Lors de sa conférence de presse de ce mardi 11 août à Yeumbeul, Oumar Sow a choisi les formules fortes. De son passage en prison à son regard sur le pouvoir actuel, l’homme politique dit ne rien renier de ses critiques contre le Pastef, tout en affirmant avoir pardonné à Ousmane Sonko et Bassirou Diomaye Faye.
« Je remercie Sonko et Diomaye de m’avoir envoyé en prison. Cela m’a permis d’être plus mûr, plus mature et plus objectif. Je leur pardonne. » La formule résume le ton adopté par Oumar Sow face à la presse : offensif sur le terrain politique, mais déterminé à présenter son incarcération comme une expérience qui l’aurait transformé. Le responsable politique n’en abandonne pas pour autant ses critiques. Interpellant directement le président Bassirou Diomaye Faye sur les prochaines échéances électorales, il lance : « Na diapeu élection yi ci ni mu gëna gaawé… comme neena ñu maires yépp ñu ngi ci moom, kon lu muy ragal ? » Une manière de mettre au défi le chef de l’État d’aller rapidement aux élections, puisqu’il affirme disposer du soutien des maires.

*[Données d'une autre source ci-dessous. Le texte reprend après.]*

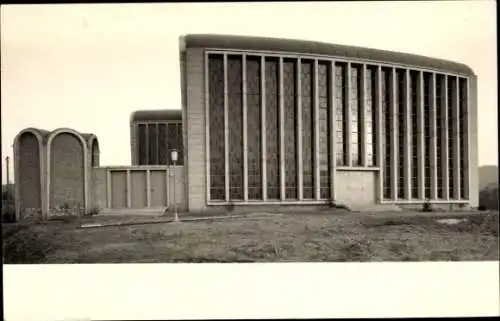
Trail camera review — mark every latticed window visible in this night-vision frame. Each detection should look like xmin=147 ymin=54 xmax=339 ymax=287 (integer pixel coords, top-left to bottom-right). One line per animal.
xmin=424 ymin=73 xmax=432 ymax=199
xmin=410 ymin=71 xmax=420 ymax=199
xmin=283 ymin=59 xmax=298 ymax=199
xmin=335 ymin=63 xmax=347 ymax=166
xmin=448 ymin=77 xmax=457 ymax=199
xmin=208 ymin=55 xmax=226 ymax=200
xmin=246 ymin=56 xmax=262 ymax=200
xmin=396 ymin=70 xmax=406 ymax=199
xmin=350 ymin=65 xmax=362 ymax=166
xmin=265 ymin=57 xmax=281 ymax=199
xmin=381 ymin=68 xmax=393 ymax=199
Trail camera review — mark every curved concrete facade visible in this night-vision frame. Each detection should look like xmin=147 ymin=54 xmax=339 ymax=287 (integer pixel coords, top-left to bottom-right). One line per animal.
xmin=14 ymin=128 xmax=49 ymax=219
xmin=130 ymin=109 xmax=184 ymax=165
xmin=180 ymin=35 xmax=478 ymax=211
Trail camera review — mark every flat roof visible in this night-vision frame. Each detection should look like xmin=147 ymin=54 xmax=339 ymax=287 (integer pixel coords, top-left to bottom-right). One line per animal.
xmin=130 ymin=109 xmax=182 ymax=122
xmin=180 ymin=34 xmax=475 ymax=75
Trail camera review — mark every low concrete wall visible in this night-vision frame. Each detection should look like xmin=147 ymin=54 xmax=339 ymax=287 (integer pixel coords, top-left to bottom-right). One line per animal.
xmin=90 ymin=166 xmax=187 ymax=212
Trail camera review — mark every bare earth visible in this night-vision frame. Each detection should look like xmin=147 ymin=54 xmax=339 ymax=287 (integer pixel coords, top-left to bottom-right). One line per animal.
xmin=2 ymin=212 xmax=499 ymax=264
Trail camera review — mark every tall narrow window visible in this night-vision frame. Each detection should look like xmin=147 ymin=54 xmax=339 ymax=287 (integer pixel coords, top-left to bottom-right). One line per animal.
xmin=424 ymin=72 xmax=432 ymax=199
xmin=365 ymin=66 xmax=377 ymax=166
xmin=459 ymin=78 xmax=469 ymax=199
xmin=148 ymin=124 xmax=158 ymax=165
xmin=246 ymin=56 xmax=262 ymax=200
xmin=350 ymin=65 xmax=362 ymax=166
xmin=381 ymin=68 xmax=393 ymax=199
xmin=158 ymin=123 xmax=170 ymax=165
xmin=207 ymin=55 xmax=225 ymax=200
xmin=436 ymin=75 xmax=444 ymax=199
xmin=227 ymin=55 xmax=243 ymax=200
xmin=335 ymin=63 xmax=347 ymax=166
xmin=448 ymin=76 xmax=457 ymax=199
xmin=410 ymin=70 xmax=420 ymax=199
xmin=318 ymin=62 xmax=331 ymax=199
xmin=283 ymin=59 xmax=298 ymax=199
xmin=137 ymin=124 xmax=148 ymax=165
xmin=300 ymin=60 xmax=314 ymax=199
xmin=396 ymin=69 xmax=406 ymax=199
xmin=265 ymin=58 xmax=280 ymax=200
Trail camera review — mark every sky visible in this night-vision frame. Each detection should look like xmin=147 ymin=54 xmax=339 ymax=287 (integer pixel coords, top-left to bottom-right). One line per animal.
xmin=1 ymin=0 xmax=498 ymax=183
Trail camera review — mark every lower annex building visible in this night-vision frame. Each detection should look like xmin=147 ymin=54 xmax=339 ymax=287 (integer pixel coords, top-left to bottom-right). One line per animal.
xmin=16 ymin=35 xmax=479 ymax=218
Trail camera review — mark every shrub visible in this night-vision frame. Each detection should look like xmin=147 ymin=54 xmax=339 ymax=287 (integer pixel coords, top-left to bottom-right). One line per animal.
xmin=422 ymin=200 xmax=434 ymax=212
xmin=2 ymin=222 xmax=57 ymax=264
xmin=328 ymin=200 xmax=351 ymax=211
xmin=84 ymin=206 xmax=101 ymax=216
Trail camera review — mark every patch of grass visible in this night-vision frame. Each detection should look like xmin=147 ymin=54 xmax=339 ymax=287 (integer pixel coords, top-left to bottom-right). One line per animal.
xmin=2 ymin=222 xmax=60 ymax=264
xmin=3 ymin=213 xmax=498 ymax=263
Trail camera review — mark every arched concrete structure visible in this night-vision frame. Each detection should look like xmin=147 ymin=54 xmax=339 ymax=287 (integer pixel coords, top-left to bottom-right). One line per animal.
xmin=14 ymin=128 xmax=49 ymax=220
xmin=46 ymin=128 xmax=89 ymax=209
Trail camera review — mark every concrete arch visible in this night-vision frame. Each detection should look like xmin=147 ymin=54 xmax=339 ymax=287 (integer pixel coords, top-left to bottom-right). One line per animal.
xmin=46 ymin=128 xmax=89 ymax=209
xmin=13 ymin=127 xmax=48 ymax=220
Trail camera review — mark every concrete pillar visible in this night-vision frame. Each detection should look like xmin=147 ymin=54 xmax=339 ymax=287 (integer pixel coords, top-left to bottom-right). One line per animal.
xmin=296 ymin=58 xmax=304 ymax=200
xmin=278 ymin=57 xmax=286 ymax=201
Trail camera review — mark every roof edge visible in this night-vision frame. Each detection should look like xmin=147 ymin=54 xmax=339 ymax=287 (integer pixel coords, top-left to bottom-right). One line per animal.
xmin=182 ymin=34 xmax=476 ymax=76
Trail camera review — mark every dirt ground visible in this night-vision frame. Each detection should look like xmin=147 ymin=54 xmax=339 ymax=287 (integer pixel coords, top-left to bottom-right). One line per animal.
xmin=2 ymin=212 xmax=499 ymax=264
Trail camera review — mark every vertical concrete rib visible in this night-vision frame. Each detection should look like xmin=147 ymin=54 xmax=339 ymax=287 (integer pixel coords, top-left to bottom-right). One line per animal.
xmin=224 ymin=54 xmax=230 ymax=202
xmin=439 ymin=75 xmax=450 ymax=200
xmin=330 ymin=60 xmax=337 ymax=201
xmin=204 ymin=53 xmax=211 ymax=202
xmin=404 ymin=69 xmax=412 ymax=200
xmin=462 ymin=78 xmax=471 ymax=200
xmin=106 ymin=168 xmax=113 ymax=208
xmin=312 ymin=59 xmax=321 ymax=200
xmin=359 ymin=64 xmax=373 ymax=167
xmin=430 ymin=72 xmax=438 ymax=200
xmin=417 ymin=71 xmax=425 ymax=200
xmin=453 ymin=76 xmax=462 ymax=200
xmin=146 ymin=169 xmax=151 ymax=208
xmin=127 ymin=169 xmax=132 ymax=208
xmin=344 ymin=62 xmax=352 ymax=167
xmin=375 ymin=65 xmax=384 ymax=202
xmin=260 ymin=56 xmax=267 ymax=201
xmin=241 ymin=54 xmax=248 ymax=201
xmin=391 ymin=68 xmax=399 ymax=201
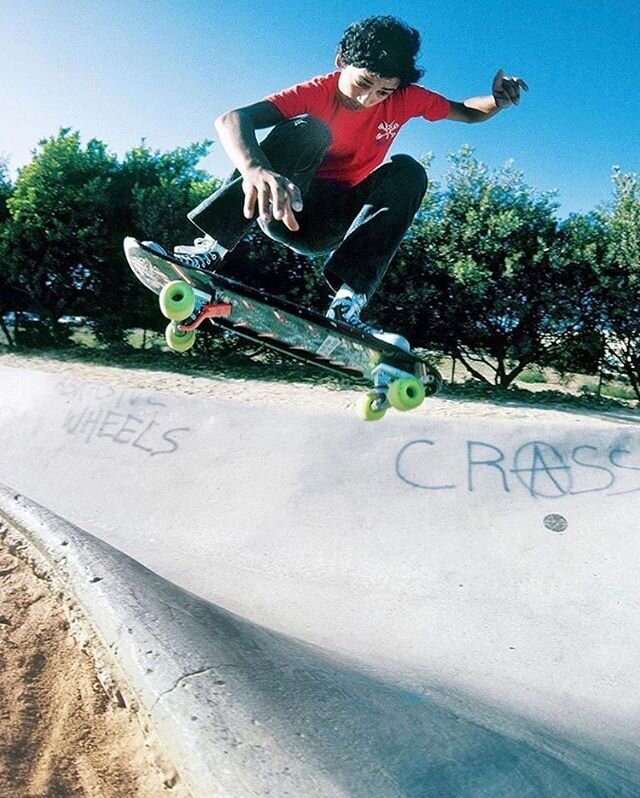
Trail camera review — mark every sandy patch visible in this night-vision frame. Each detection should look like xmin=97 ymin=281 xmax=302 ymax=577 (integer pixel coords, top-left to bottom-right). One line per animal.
xmin=0 ymin=532 xmax=188 ymax=798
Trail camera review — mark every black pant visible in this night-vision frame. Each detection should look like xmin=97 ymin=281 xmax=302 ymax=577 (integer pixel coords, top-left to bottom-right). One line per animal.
xmin=189 ymin=116 xmax=427 ymax=297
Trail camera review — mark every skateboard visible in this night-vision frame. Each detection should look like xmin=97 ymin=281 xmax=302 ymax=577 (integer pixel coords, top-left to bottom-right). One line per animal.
xmin=124 ymin=237 xmax=442 ymax=421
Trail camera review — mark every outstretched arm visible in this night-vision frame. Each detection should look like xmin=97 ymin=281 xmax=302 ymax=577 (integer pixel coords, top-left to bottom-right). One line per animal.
xmin=215 ymin=100 xmax=302 ymax=230
xmin=447 ymin=69 xmax=529 ymax=122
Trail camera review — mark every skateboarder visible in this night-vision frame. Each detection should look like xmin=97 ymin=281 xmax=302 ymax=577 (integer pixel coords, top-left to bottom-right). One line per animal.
xmin=148 ymin=16 xmax=527 ymax=334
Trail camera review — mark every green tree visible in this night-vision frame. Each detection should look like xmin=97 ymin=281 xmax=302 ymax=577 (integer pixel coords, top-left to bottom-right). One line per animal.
xmin=0 ymin=158 xmax=19 ymax=346
xmin=598 ymin=168 xmax=640 ymax=400
xmin=2 ymin=129 xmax=117 ymax=342
xmin=381 ymin=148 xmax=600 ymax=387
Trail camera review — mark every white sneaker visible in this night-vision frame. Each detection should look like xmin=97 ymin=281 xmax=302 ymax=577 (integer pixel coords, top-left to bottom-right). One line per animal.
xmin=326 ymin=286 xmax=382 ymax=335
xmin=173 ymin=236 xmax=226 ymax=272
xmin=326 ymin=284 xmax=411 ymax=352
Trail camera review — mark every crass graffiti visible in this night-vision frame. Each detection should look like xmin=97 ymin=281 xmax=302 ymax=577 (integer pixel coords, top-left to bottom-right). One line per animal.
xmin=396 ymin=437 xmax=640 ymax=498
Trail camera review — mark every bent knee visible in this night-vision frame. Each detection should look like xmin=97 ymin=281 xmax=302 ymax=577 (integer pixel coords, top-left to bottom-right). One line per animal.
xmin=288 ymin=114 xmax=331 ymax=147
xmin=391 ymin=154 xmax=429 ymax=191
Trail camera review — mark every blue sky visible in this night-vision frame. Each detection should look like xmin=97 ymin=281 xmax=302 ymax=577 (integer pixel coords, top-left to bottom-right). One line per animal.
xmin=0 ymin=0 xmax=640 ymax=216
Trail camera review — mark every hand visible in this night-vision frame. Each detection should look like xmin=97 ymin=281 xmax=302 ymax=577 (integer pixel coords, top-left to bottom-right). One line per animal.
xmin=242 ymin=167 xmax=302 ymax=232
xmin=491 ymin=69 xmax=529 ymax=109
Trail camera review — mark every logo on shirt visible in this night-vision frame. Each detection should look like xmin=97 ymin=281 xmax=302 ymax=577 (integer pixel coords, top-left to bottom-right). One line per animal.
xmin=376 ymin=122 xmax=400 ymax=144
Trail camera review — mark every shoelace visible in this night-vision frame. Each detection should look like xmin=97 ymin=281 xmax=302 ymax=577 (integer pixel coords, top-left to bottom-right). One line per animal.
xmin=174 ymin=252 xmax=218 ymax=270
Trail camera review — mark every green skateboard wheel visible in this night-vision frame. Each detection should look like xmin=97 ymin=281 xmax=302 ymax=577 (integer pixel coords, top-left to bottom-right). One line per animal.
xmin=164 ymin=321 xmax=196 ymax=352
xmin=160 ymin=280 xmax=196 ymax=321
xmin=387 ymin=377 xmax=425 ymax=411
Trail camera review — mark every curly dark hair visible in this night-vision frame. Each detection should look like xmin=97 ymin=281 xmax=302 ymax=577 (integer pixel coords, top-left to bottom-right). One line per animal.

« La politique n’est pas un métier »
Devant ses militants de Wa Kiray, Oumar Sow a également voulu donner une dimension plus large à son discours : « La politique n’est pas un métier. » Une formule destinée à marquer sa conception de l’engagement politique, qu’il entend dissocier d’une carrière professionnelle. Sur le Pastef, en revanche, pas question de réécrire le passé. « Li ma mëss a wax ci Pastef, je l’assume », martèle-t-il, revendiquant ainsi ses précédentes prises de position contre le parti d’Ousmane Sonko. Oumar Sow reconnaît toutefois le nouveau rapport de force issu des urnes : « Ce mandat est le mandat de Pastef. » Et en tire une conséquence pour son propre camp : « AND reste dans l’opposition. » Le positionnement se veut donc sans ambiguïté : pardonner aux hommes sans renoncer au combat politique. Oumar Sow tourne la page de la prison, mais certainement pas celle de l’opposition.